The office’s masculine space consumed her as
she crept toward the desk in the middle of the room. The large,
wooden desk spanned over ten feet. It’s high, black executive chair
hung still and empty in the air. She ran her fingers along the
desk, feeling the polished surface of the same rich wood that the
doors were made of. The desk had been handcrafted in South Africa
by a talented tribesman; it had taken him a year to make his
creation. Holston had always reveled in that fact. Her eyes fell to
the sheen of the empty surface. There were no pictures of the ones
he loved. No portraits of a happy family. In Holston Parker’s
heart, there was nothing other than blackness.

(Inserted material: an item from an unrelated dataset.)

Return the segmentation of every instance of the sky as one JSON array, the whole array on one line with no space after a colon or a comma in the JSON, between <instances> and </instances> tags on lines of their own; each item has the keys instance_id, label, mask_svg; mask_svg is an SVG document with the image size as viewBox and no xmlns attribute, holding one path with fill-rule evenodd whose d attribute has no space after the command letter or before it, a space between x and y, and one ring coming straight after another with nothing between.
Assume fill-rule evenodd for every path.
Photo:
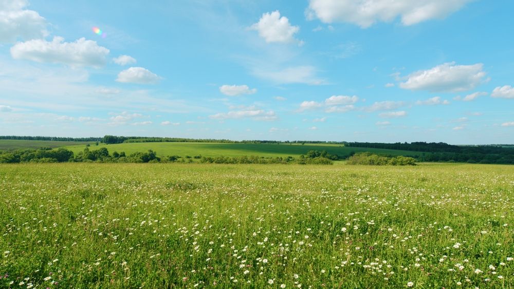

Although she knew there was nothing here for
her, V needed one last look at the office without him. She had
rifled through his office months ago, searching for clues that
would help her find the incriminating evidence she needed. V had
seen it with her own eyes, but it hadn’t been enough. She had
thirsted for more. One last thread that explained it all to her.
She wouldn’t find it here, though. He was carefully meticulous in
his methods.
She slipped her hand into her pocket near
her knee and flicked open her knife. Despite that she longed to
drag the knife along the surface of the desk, she knew she
couldn’t. She couldn’t risk being tracked. Instead, V tucked her
head underneath the desk and, with the blade sturdy in her hand,
she brought the pointed edge to the wood. Slow, she dragged the
knife down and back up again, carving a deep V. While she planned
that he would never see it, the pleasure of defiling his precious
commodity still coursed through her veins.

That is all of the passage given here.